I am tired.
Lately, my weekends have turned into work-ends (Ha. See what I did there. People pay me to write for a living. Not entirely sure why.). In-between classes, my job picking up due to the impending Superbowl, and the few freelance writing jobs I’ve picked up, things have not slowed down. This past week was particularly bad, especially since I’m getting over being sick.
But you didn’t read this to complain and I am not writing this to complain. It’s Monday! What are you reading?
Predictably, I’m still wading through the Delaware River that is Alexander Hamilton by Ron Chernow. As of right now, the book is milling about the subject of George Washington’s “legendary self-control”. After I’m done with Hamilton I might give Ron Chernow’s Titan a try, the Washington counterpart to the Treasury Secretary’s.
“[about the Articles of Confederation] was a powerful argument for Washington, who had gone to Philadelphia feeling that the war would be incomplete without a new Constitution; now, he knew, the Constitution would be incomplete without an effective new government.”
Washington apparently had this unforeseen rage behind his eyes.

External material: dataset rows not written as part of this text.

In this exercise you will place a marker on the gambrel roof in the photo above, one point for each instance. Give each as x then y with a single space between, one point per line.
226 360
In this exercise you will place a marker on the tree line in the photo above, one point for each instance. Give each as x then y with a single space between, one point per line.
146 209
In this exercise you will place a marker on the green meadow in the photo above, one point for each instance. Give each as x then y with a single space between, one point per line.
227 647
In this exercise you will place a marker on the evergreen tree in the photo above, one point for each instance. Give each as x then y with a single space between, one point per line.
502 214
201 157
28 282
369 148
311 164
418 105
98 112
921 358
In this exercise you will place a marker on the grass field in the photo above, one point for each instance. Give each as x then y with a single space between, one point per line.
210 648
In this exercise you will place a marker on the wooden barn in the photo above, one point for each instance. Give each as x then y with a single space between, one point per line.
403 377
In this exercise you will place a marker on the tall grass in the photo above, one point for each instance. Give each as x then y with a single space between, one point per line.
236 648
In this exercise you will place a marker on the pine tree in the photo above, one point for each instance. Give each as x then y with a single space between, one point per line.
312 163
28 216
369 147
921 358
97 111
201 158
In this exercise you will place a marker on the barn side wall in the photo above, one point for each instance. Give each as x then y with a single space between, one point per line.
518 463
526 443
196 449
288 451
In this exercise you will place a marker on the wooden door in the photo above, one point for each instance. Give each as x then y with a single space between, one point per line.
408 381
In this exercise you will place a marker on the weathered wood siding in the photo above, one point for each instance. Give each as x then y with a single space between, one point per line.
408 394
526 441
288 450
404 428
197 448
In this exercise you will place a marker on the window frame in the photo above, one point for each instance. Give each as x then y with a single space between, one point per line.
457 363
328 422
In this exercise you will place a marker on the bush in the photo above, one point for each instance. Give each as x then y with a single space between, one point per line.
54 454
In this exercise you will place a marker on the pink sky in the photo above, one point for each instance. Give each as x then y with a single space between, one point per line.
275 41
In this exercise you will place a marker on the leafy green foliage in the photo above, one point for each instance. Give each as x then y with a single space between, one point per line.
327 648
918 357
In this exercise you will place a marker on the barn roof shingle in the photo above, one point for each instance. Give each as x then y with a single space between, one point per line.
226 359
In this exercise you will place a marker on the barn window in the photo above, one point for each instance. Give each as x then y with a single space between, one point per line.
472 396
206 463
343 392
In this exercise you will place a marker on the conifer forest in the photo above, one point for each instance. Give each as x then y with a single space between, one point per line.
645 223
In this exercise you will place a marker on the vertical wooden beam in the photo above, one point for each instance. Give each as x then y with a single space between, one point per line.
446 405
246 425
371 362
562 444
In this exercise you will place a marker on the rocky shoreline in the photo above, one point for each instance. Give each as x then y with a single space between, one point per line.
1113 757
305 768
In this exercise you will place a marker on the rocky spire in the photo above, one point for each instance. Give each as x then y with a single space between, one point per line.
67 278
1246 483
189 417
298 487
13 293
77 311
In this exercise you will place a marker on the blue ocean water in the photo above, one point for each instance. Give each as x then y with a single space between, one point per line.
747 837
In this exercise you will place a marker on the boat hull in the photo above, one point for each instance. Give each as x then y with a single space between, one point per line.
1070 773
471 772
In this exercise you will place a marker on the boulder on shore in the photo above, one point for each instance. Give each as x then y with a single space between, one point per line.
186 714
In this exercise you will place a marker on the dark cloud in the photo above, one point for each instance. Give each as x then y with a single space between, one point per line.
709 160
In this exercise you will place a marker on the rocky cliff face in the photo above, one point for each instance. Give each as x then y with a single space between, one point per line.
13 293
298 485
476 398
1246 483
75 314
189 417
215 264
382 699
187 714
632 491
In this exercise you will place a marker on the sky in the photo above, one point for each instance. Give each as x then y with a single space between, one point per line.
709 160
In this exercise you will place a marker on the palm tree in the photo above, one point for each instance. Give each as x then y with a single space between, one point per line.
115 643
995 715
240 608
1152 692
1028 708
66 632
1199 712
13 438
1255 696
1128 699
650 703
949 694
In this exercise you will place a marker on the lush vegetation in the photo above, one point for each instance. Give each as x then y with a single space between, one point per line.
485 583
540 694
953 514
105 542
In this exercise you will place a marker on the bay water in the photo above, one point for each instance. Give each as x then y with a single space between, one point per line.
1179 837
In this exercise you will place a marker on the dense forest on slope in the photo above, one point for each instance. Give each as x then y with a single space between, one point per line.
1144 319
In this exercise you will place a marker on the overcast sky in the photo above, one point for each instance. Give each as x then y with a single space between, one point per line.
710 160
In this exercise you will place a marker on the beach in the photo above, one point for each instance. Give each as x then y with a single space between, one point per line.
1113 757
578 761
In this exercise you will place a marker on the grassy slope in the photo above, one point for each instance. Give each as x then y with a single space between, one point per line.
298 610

Chernow mentions that his calculated, cool demeanor was very clearly cultivated. He was careful to remain aloof and calm, even in the face of those who knew him best (eg., Hamilton, the Marquis de Lafayette, Martha Washington). It’s admirable, especially in the face of this week’s politics.
I’m not particularly political and lately I’ve avoided any kind of talk about politics. In this particular presidency, I think it’s really difficult to have any kind of intelligent, calm discourse. Nevertheless, the state of the White House has been on my mind 25/8.
It’s hard not to read Alexander Hamilton and not think about those kinds of things. You read about what the Founding Fathers wanted for America and wonder what they would’ve said about us now.
“What’s a Twitter?” – George Washington, probably.
“Do you have a whipping boy I could perhaps use?” – John Adams, 1/30/2017.
“Who is Meryl Streep?” – A confused soldier from the Battle of Yorktown, 2017.
I like to think that Hamilton would ask for a pen and paper so he could start writing things down. He devoted himself to writing down what was important and trying to analyze it, and trying to be three steps ahead of everyone so he could perform well.
His drive and his ambition was something to behold. It’s something I try to emulate, but I try to mix it with Eliza Hamilton’s values too. Tranquility. Understanding. Equality.
Pick up a pen, start writing.
Word Count: 435.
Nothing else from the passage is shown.